I parametri racchiusi tra parentesi graffe { } sono opzionali.
Tipo di dati riportato
Testo, Contenitore
Creata nella versione
22.0
Descrizione
Questa funzione restituisce una versione normalizzata del vettore di embedding di input. Normalizzare un vettore significa ridimensionare i suoi valori in modo che la sua lunghezza (grandezza) diventi 1. Spesso questo passaggio è necessario prima di eseguire calcoli come la similarità del coseno, perché assicura che la misura della similarità si basi solo sulla direzione dei vettori, non sulla loro grandezza.
Se il parametro dati
è costituito da testo, deve essere sotto forma di un array JSON contenente numeri a virgola mobile, ad esempio [-0.1, 0.5, ...]
In genere, tuttavia, l'uso di vettori di embedding come dati contenitore binari migliora le prestazioni.
Il parametro dimensione
consente di normalizzare il vettore basandosi solo su un numero specificato delle sue dimensioni iniziali. Se il parametro dimensione
viene specificato, la funzione calcola la grandezza usando solo i primi elementi di "dimensione" e quindi ridimensiona l'intero vettore originale in base a quella grandezza. Il vettore restituito ha lo stesso numero di dimensioni del vettore di input, a meno che il parametro dimensione
non venga utilizzato per troncare il vettore prima della normalizzazione.
Note
-
La maggior parte dei modelli di embedding genera vettori di embedding già normalizzati (lunghezza dell'unità). In tali casi, richiamare
NormalizeEmbedding
per questi vettori non è necessario e restituisce semplicemente il vettore originale. In genere è necessario utilizzare questa funzione solo se si sta lavorando con vettori di embedding generati da un modello che non genera vettori normalizzati, o se è specificamente necessario eseguire la normalizzazione in base a un sottogruppo di dimensioni del vettore. -
L'utilizzo del parametro opzionale
dimensione
può essere utile se si desidera lavorare con una rappresentazione più piccola e di dimensioni fisse di un vettore più grande, mantenendo la comparabilità in base alle dimensioni iniziali.
Esempio 1
NormalizeEmbedding ( "[3, 4]" )
restituisce [0.5999999999999999778, 0.80000000000000004441], che, a scopo esemplificativo, è approssimativamente [0.6, 0.8]
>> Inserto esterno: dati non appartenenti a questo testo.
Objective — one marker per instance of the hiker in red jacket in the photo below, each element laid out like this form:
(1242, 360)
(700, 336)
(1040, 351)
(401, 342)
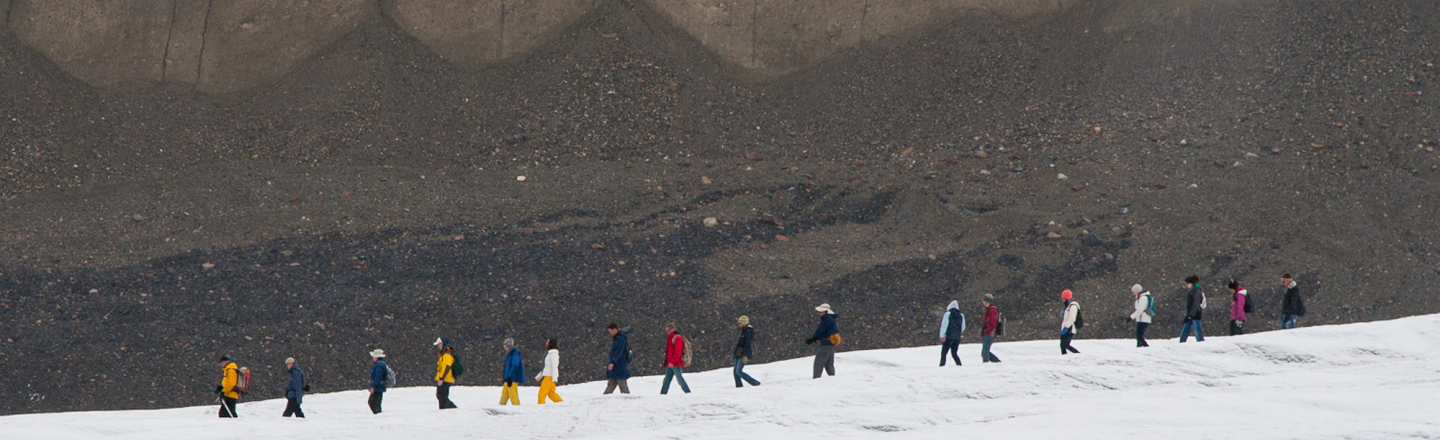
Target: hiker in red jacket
(988, 332)
(1239, 299)
(674, 358)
. Il vettore originale [3, 4]
ha una lunghezza di Radq(3^2 + 4^2) = 5. Il vettore normalizzato [0.6, 0.8]
ha una lunghezza di Radq(0.6^2 + 0.8^2) = 1.
Esempio 2
NormalizeEmbedding ( Tabella::DatiEmbedding; 256 )
restituisce un nuovo vettore contenente solo le prime 256 dimensioni del vettore originale, normalizzato in modo che la sua lunghezza sia 1. Il vettore di embedding è memorizzato in un campo Contenitore denominato Tabella::DatiEmbedding. Questo è utile se il modello di embedding produce vettori di grandi dimensioni, ma si desidera utilizzare solo un numero più piccolo e fisso di dimensioni per i calcoli di similarità del coseno e occorre che tali dimensioni siano normalizzate.